Say hello to Nerija in an old warehouse in Shoreditch. The Village Underground is a shelter from the wind and the rain. The old walls though can barely contain the sheer force of the music being created on stage.

Nerija are part of the wonderful wave of young British jazz stars, moving the old genre away from chin stroking into something much more engaging. Choose from any of the following – Kamaal Williams, Joe Armon-Jones, Ezra Collective, Comet Is Coming, Moses Boyd, Sarathy Korwar, Sons Of Kemet – the list keeps on growing. The music is new, energetic and engaging. It draws as much from hip hop and grime as it does from Blue Note and Impulse.

Their debut album, Blume, was one of favourite LPs of 2019, a Rough Trade Album of the Month last summer. I’d missed seeing them play live but this was a must, catching them in their home town, halfway through their European tour. 6 women and one guy, this is a band for today. I touched on their unique format in my post on them last year – a four piece horn section, no piano with the guitar covering much of the rhythmic heavy lifting along with a wonderful double bass and drums combo.
I won’t run through the various members here. You can find out who’s who from my earlier review of Blume.

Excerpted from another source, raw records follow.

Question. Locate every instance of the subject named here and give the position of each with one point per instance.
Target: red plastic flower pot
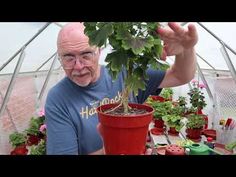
(20, 150)
(174, 149)
(33, 140)
(194, 133)
(158, 98)
(124, 134)
(172, 131)
(158, 123)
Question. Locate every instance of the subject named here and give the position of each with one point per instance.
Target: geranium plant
(197, 98)
(32, 141)
(136, 46)
(195, 121)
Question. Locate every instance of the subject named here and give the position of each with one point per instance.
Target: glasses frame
(78, 57)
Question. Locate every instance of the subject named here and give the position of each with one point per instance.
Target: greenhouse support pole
(205, 83)
(45, 62)
(217, 38)
(25, 45)
(12, 82)
(46, 80)
(228, 61)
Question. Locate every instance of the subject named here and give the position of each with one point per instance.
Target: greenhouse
(30, 67)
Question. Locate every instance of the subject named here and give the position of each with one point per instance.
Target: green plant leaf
(98, 37)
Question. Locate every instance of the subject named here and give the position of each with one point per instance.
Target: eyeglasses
(69, 61)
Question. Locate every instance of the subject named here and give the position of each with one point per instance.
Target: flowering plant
(197, 98)
(32, 141)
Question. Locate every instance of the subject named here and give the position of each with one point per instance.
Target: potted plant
(136, 46)
(197, 99)
(194, 126)
(33, 133)
(173, 120)
(167, 94)
(18, 142)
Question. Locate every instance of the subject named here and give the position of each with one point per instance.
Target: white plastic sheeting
(14, 35)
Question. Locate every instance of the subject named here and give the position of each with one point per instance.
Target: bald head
(72, 35)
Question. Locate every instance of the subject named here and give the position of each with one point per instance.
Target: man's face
(79, 60)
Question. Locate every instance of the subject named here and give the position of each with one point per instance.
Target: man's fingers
(192, 30)
(176, 28)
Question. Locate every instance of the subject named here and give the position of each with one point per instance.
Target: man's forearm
(184, 67)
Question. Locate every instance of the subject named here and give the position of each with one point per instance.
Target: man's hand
(177, 39)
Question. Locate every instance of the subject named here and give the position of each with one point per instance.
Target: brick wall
(22, 104)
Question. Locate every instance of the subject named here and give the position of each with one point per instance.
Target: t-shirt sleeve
(155, 79)
(61, 136)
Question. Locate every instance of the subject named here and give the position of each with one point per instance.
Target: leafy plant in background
(167, 93)
(195, 121)
(17, 139)
(173, 120)
(161, 109)
(197, 98)
(31, 141)
(136, 46)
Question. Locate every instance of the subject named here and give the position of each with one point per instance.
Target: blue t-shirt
(70, 111)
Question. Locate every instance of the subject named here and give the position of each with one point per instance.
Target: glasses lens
(68, 62)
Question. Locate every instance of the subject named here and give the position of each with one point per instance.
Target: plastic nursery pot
(124, 134)
(199, 149)
(174, 149)
(158, 123)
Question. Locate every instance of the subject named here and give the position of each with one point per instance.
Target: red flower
(20, 150)
(33, 140)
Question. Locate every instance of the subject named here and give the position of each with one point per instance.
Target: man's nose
(78, 65)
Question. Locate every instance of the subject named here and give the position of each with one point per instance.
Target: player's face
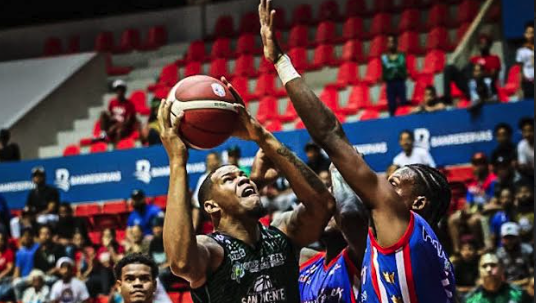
(235, 193)
(137, 284)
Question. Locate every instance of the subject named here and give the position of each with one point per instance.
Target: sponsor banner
(451, 136)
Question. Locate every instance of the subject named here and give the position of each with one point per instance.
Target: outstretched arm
(390, 216)
(191, 258)
(306, 223)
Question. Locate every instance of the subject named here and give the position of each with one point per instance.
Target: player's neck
(246, 231)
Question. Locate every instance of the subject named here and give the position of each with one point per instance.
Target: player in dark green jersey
(242, 262)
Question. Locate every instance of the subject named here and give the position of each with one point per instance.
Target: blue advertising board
(451, 136)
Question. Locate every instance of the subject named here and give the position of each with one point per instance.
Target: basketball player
(242, 262)
(404, 261)
(136, 276)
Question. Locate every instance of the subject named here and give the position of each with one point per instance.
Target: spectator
(525, 57)
(505, 197)
(38, 292)
(68, 225)
(524, 202)
(411, 154)
(516, 256)
(315, 160)
(120, 120)
(42, 195)
(68, 289)
(234, 154)
(24, 261)
(394, 71)
(525, 149)
(150, 135)
(494, 288)
(466, 267)
(143, 213)
(8, 151)
(505, 147)
(137, 243)
(491, 66)
(431, 102)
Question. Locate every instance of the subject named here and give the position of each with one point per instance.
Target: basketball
(209, 115)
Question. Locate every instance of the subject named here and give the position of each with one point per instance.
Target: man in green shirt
(494, 289)
(395, 73)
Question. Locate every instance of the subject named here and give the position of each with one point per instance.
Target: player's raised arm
(190, 257)
(390, 216)
(305, 224)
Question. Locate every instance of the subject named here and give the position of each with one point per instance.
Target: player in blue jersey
(404, 261)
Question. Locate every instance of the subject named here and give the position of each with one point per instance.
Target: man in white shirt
(411, 154)
(525, 57)
(68, 289)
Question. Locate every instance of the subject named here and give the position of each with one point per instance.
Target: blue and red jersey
(416, 269)
(331, 283)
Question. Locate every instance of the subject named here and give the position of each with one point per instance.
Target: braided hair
(432, 184)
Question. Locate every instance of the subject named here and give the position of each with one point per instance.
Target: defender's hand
(272, 51)
(175, 147)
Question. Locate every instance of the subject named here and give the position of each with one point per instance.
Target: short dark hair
(504, 126)
(526, 121)
(407, 131)
(136, 258)
(432, 184)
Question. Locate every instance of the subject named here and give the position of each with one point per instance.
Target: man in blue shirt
(143, 213)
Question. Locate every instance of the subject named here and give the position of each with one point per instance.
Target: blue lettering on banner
(451, 136)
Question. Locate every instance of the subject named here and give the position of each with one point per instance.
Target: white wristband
(286, 70)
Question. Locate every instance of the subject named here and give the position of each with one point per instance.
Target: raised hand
(272, 51)
(175, 147)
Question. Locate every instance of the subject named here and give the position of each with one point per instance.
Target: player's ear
(419, 203)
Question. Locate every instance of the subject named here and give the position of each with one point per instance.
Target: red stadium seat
(156, 37)
(224, 27)
(52, 47)
(374, 72)
(348, 75)
(329, 10)
(298, 55)
(325, 33)
(245, 66)
(218, 68)
(352, 29)
(409, 42)
(73, 44)
(98, 147)
(324, 56)
(302, 14)
(377, 47)
(71, 150)
(267, 109)
(87, 210)
(352, 51)
(299, 36)
(410, 20)
(221, 48)
(381, 24)
(467, 11)
(266, 67)
(192, 69)
(104, 42)
(438, 38)
(246, 45)
(250, 23)
(130, 40)
(139, 99)
(196, 52)
(438, 16)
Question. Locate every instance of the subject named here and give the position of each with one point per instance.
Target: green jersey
(507, 294)
(266, 273)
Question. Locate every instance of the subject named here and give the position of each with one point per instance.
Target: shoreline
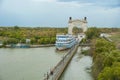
(29, 46)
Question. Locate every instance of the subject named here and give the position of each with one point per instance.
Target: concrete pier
(57, 71)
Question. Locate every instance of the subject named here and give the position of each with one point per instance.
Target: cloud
(56, 12)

Opening with Where It Begins and Ends (a wonderful non-album track from last year), it was clear that the crowd were on side. Every solo was greated with a cheer, applause rising as the intensity increased. Highlighting individual players seems wrong, as this was about both the sum of the parts with everyone getting their time in the spotlight.

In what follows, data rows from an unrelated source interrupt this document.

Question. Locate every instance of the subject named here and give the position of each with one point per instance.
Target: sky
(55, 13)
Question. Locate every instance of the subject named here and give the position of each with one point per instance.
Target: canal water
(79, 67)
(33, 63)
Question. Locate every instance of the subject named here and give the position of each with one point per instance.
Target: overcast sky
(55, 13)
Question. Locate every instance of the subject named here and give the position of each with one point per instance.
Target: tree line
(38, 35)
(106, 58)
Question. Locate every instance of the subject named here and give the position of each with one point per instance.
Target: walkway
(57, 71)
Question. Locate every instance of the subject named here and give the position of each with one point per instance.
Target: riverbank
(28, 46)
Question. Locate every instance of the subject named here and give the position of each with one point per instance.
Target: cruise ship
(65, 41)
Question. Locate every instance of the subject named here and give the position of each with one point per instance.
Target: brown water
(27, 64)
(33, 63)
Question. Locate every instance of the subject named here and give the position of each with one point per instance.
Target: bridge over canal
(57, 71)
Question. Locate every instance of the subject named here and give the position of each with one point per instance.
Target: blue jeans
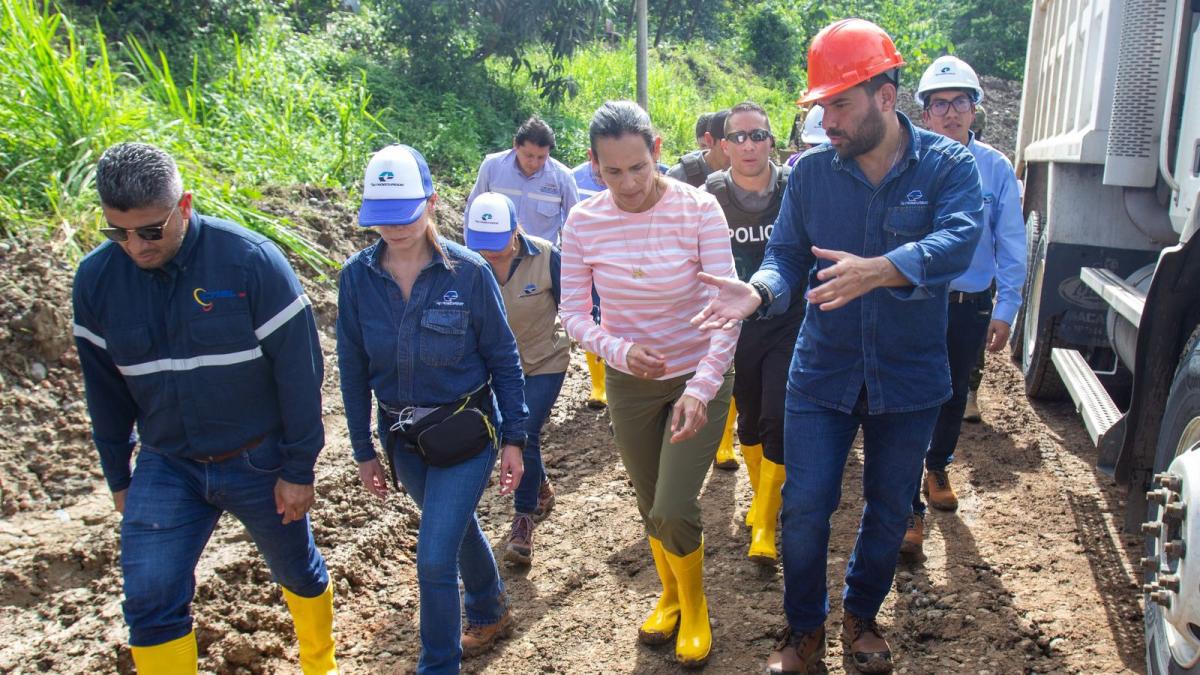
(541, 392)
(450, 544)
(171, 511)
(817, 441)
(965, 333)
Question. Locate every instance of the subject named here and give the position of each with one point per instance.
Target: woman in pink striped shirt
(642, 243)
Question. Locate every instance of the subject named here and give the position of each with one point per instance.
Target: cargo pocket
(443, 336)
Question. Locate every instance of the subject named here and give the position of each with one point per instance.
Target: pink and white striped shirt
(645, 268)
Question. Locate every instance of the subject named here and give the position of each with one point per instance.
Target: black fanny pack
(444, 435)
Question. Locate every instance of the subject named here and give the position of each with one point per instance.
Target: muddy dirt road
(1030, 575)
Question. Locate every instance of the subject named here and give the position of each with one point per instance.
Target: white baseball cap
(814, 127)
(491, 220)
(395, 187)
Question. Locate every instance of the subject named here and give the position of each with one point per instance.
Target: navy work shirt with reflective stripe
(924, 216)
(450, 338)
(214, 350)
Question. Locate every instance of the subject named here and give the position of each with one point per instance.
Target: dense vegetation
(255, 93)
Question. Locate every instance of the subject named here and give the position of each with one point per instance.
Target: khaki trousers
(666, 476)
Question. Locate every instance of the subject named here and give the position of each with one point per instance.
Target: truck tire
(1032, 233)
(1038, 338)
(1181, 416)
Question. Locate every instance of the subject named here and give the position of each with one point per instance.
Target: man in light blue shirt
(948, 94)
(541, 187)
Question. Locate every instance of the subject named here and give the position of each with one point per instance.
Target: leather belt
(231, 454)
(966, 297)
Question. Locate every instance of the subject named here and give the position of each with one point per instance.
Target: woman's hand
(646, 363)
(689, 417)
(511, 469)
(373, 477)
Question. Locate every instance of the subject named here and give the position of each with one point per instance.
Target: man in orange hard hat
(876, 225)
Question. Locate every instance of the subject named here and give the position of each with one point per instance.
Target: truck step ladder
(1092, 401)
(1127, 300)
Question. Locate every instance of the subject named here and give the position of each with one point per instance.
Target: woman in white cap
(420, 324)
(527, 268)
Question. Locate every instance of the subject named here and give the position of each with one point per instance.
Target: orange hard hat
(847, 53)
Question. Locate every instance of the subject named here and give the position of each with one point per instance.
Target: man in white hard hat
(948, 94)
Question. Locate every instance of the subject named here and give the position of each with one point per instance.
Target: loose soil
(1030, 575)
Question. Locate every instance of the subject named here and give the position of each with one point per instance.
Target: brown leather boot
(479, 638)
(865, 645)
(913, 537)
(939, 491)
(798, 653)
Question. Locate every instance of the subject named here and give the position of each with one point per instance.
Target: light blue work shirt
(1001, 251)
(543, 199)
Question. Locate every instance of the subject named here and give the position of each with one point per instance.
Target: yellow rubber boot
(663, 621)
(771, 497)
(753, 455)
(599, 398)
(725, 457)
(313, 620)
(177, 657)
(695, 638)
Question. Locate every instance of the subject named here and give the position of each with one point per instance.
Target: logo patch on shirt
(204, 298)
(450, 299)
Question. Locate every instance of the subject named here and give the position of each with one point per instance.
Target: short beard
(870, 133)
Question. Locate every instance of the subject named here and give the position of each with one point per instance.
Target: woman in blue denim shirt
(421, 324)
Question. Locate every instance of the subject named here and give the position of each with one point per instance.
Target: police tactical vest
(749, 231)
(533, 316)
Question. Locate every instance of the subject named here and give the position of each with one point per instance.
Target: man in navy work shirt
(948, 94)
(197, 332)
(541, 187)
(875, 223)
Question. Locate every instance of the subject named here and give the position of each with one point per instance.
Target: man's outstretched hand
(735, 300)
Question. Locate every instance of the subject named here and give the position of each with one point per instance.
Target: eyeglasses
(940, 107)
(739, 137)
(148, 233)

The rhythm section were exemplary providing the power that allowed the horns to do their thing. Their particularly thing was wide ranging, from Coltrane-like sheets of sound to West Indian and African influenced melodic solos. The band were clearly delighted to be back in London and even more so to hear that they’d sold out of vinyl at the merch stand.
I hear that Nerija will be hitting the festivals in the summer. They’re already booked for The End of The Road in September.
If they can be this good in the squall of winter, heaven knows what they’ll be like in the heat of an English summer.
Now where did I put that fingers crossed emoji?